クールな御曹司の甘すぎる独占愛
水瀬はそう言ってクスッと笑った。
そういえば会社に忘れ物をしたと、慌てて店を飛び出して行ったっけ
ついさっきの柳の様子を思い返し、奈々も微笑む。
「作り直さなくてもよろしいんですか?」
「もちろん。こっちもおいしいに違いないからね」
「ありがとうございます」
奈々が軽く頭を下げたときだった。勢いよく控え室のドアが開け放たれたかと思えば、そこから柳が飛び込む勢いで中へ入ってきた。

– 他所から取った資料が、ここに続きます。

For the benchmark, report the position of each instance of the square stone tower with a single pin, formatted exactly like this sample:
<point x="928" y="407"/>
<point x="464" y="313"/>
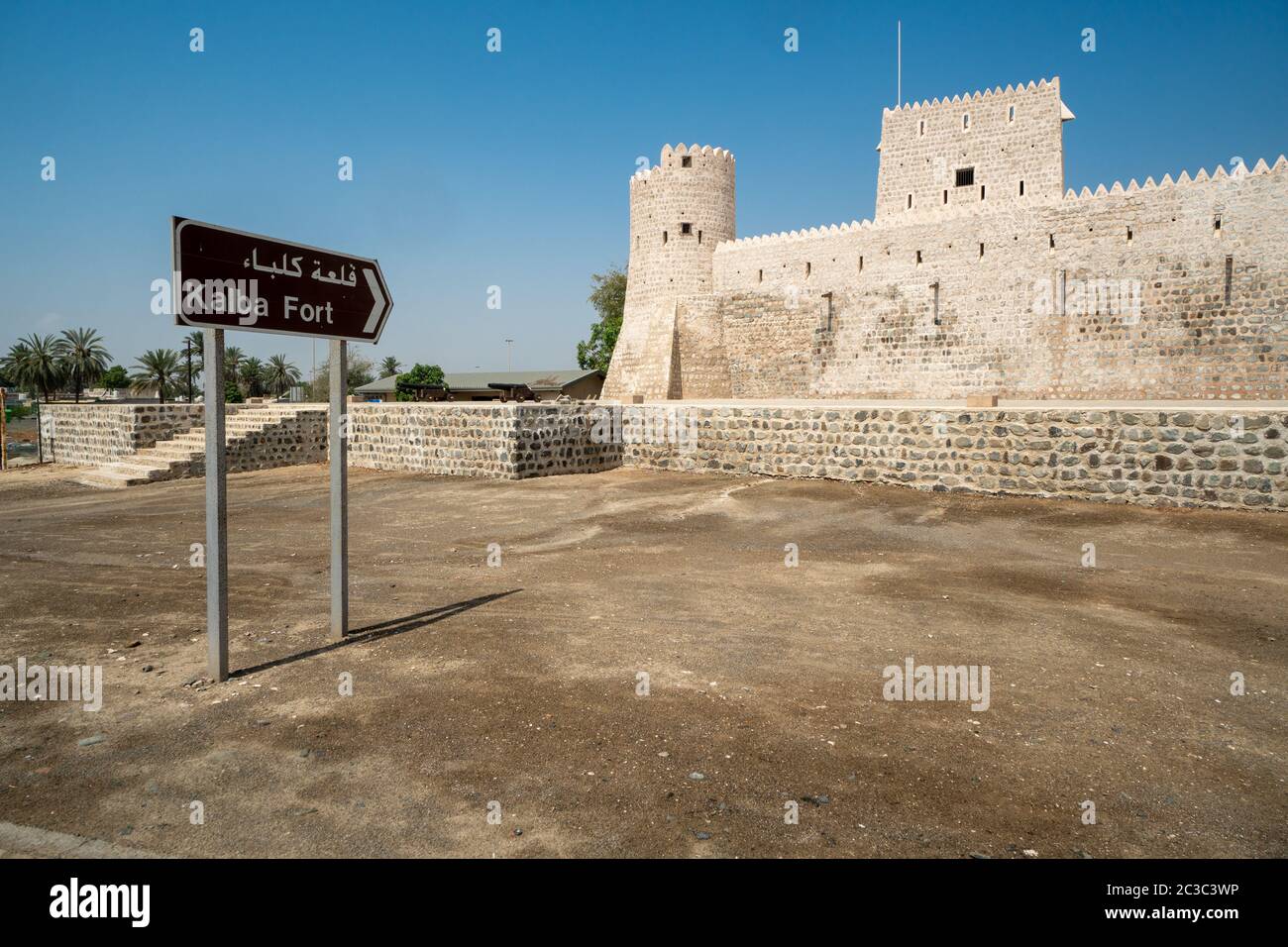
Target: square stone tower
<point x="979" y="151"/>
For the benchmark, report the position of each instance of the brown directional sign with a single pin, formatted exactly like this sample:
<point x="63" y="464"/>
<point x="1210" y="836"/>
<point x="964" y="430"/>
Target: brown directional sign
<point x="227" y="278"/>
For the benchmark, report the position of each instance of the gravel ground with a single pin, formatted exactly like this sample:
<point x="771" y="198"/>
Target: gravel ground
<point x="516" y="684"/>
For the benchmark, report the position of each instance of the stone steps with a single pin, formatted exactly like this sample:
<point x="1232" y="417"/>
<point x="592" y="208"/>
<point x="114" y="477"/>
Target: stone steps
<point x="180" y="455"/>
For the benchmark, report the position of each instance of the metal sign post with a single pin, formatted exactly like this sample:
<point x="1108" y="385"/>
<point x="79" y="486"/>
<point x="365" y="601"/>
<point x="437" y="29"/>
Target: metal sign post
<point x="226" y="278"/>
<point x="338" y="445"/>
<point x="217" y="510"/>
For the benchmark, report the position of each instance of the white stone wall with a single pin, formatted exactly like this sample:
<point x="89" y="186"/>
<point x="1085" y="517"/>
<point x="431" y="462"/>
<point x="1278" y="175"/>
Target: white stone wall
<point x="1216" y="459"/>
<point x="691" y="185"/>
<point x="1128" y="292"/>
<point x="1013" y="136"/>
<point x="1144" y="311"/>
<point x="97" y="434"/>
<point x="484" y="440"/>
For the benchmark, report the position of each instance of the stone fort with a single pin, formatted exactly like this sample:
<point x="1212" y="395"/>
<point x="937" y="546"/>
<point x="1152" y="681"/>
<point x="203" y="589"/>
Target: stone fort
<point x="978" y="274"/>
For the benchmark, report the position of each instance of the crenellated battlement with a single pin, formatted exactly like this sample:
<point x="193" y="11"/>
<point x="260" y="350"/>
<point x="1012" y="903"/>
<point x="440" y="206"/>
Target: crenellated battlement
<point x="979" y="95"/>
<point x="713" y="158"/>
<point x="978" y="273"/>
<point x="1183" y="179"/>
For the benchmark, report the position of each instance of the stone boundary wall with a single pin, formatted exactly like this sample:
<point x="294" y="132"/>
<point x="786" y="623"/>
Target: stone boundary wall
<point x="97" y="434"/>
<point x="1218" y="459"/>
<point x="300" y="438"/>
<point x="480" y="440"/>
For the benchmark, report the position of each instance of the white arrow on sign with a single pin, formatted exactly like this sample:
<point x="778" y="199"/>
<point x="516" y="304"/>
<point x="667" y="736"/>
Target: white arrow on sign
<point x="377" y="295"/>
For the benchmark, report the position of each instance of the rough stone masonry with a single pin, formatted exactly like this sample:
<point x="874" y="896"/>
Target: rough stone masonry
<point x="980" y="273"/>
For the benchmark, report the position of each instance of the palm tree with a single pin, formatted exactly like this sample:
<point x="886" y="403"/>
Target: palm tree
<point x="37" y="364"/>
<point x="252" y="375"/>
<point x="156" y="368"/>
<point x="13" y="367"/>
<point x="82" y="356"/>
<point x="197" y="341"/>
<point x="233" y="357"/>
<point x="279" y="375"/>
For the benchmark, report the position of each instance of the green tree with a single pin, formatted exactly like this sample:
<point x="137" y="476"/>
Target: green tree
<point x="197" y="342"/>
<point x="115" y="377"/>
<point x="82" y="356"/>
<point x="419" y="375"/>
<point x="608" y="298"/>
<point x="37" y="365"/>
<point x="14" y="368"/>
<point x="156" y="368"/>
<point x="279" y="375"/>
<point x="359" y="375"/>
<point x="252" y="376"/>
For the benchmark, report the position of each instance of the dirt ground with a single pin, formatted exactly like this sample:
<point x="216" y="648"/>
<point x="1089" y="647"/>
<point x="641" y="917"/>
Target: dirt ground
<point x="516" y="684"/>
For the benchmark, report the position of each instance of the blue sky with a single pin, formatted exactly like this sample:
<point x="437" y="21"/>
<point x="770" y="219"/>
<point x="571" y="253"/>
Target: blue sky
<point x="476" y="169"/>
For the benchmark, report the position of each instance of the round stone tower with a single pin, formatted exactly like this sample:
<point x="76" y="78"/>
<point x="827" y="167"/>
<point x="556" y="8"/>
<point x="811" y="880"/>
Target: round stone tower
<point x="681" y="210"/>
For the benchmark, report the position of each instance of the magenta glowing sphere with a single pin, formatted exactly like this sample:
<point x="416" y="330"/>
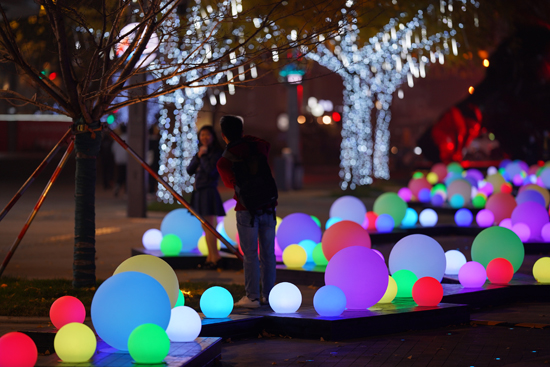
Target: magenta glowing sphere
<point x="472" y="275"/>
<point x="361" y="274"/>
<point x="485" y="218"/>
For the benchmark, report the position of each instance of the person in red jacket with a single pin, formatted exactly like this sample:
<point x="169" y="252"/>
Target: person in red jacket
<point x="251" y="225"/>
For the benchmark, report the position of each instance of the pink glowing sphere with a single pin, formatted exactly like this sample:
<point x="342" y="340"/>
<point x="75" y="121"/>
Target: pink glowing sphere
<point x="65" y="310"/>
<point x="17" y="350"/>
<point x="344" y="234"/>
<point x="361" y="274"/>
<point x="500" y="271"/>
<point x="427" y="291"/>
<point x="472" y="275"/>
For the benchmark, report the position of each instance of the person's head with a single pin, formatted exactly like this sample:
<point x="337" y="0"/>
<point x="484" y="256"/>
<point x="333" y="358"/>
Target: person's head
<point x="232" y="127"/>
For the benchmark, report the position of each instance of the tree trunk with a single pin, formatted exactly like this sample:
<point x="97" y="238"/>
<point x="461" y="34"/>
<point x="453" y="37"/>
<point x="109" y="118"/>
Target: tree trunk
<point x="87" y="145"/>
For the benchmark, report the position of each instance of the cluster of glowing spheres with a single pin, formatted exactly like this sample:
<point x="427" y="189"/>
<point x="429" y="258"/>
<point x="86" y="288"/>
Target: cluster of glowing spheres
<point x="329" y="301"/>
<point x="17" y="349"/>
<point x="216" y="302"/>
<point x="185" y="324"/>
<point x="65" y="310"/>
<point x="75" y="342"/>
<point x="148" y="344"/>
<point x="285" y="298"/>
<point x="472" y="275"/>
<point x="361" y="273"/>
<point x="427" y="291"/>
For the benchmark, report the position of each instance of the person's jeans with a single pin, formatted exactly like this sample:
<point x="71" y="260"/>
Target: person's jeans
<point x="262" y="269"/>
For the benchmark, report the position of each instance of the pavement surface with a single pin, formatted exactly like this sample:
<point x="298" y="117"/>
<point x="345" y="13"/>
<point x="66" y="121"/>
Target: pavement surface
<point x="511" y="335"/>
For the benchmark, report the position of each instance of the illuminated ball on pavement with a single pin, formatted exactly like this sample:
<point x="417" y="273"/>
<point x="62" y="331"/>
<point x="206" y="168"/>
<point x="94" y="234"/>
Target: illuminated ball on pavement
<point x="151" y="239"/>
<point x="500" y="271"/>
<point x="384" y="223"/>
<point x="185" y="324"/>
<point x="148" y="344"/>
<point x="294" y="256"/>
<point x="360" y="273"/>
<point x="184" y="225"/>
<point x="17" y="350"/>
<point x="472" y="275"/>
<point x="297" y="227"/>
<point x="285" y="298"/>
<point x="427" y="292"/>
<point x="329" y="301"/>
<point x="125" y="301"/>
<point x="390" y="203"/>
<point x="463" y="217"/>
<point x="428" y="218"/>
<point x="541" y="270"/>
<point x="348" y="208"/>
<point x="455" y="259"/>
<point x="216" y="303"/>
<point x="65" y="310"/>
<point x="405" y="280"/>
<point x="495" y="242"/>
<point x="485" y="218"/>
<point x="344" y="234"/>
<point x="75" y="342"/>
<point x="420" y="254"/>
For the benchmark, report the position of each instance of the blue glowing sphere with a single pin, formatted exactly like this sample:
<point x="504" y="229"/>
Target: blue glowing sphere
<point x="329" y="301"/>
<point x="216" y="303"/>
<point x="125" y="301"/>
<point x="184" y="225"/>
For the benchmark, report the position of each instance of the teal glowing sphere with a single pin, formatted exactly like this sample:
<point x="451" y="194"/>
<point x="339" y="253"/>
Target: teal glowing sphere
<point x="216" y="303"/>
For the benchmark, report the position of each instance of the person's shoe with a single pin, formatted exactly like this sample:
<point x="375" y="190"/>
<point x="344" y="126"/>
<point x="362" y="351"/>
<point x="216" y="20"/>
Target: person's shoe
<point x="246" y="302"/>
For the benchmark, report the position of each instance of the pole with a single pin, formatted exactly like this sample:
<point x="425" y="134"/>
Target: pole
<point x="174" y="193"/>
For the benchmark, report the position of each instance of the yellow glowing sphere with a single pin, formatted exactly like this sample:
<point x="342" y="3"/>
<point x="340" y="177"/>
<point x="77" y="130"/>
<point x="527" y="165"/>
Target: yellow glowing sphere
<point x="391" y="291"/>
<point x="294" y="256"/>
<point x="75" y="342"/>
<point x="541" y="270"/>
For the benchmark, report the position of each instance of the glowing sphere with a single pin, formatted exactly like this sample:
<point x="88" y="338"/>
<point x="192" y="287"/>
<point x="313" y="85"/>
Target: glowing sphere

まだ三十分と経っていない。会社はホテルから近いようだ。
「ただいま戻りました!」
書類の入っていそうな封筒を胸に抱え、奈々に気づいてハッとする。
「サンドを運んでいただいてありがとうございました」
「いえ、こちらこそありがとうございました」
奈々が下げた頭に反応して柳も深く頭を下げる。すると抱えていた封筒が逆さになり、中から書類がパラパラとフロアに散らばった。
「わわ!」
慌てて拾い始めた柳。奈々も自分の足もとまでひらりと舞った書類を拾い上げ、柳に手渡した。そして、水瀬と《ね?』と顔を見合わせる。
そこに“ほら、そそっかしいだろう?”という隠された言葉に気づき、クスッと笑い合った。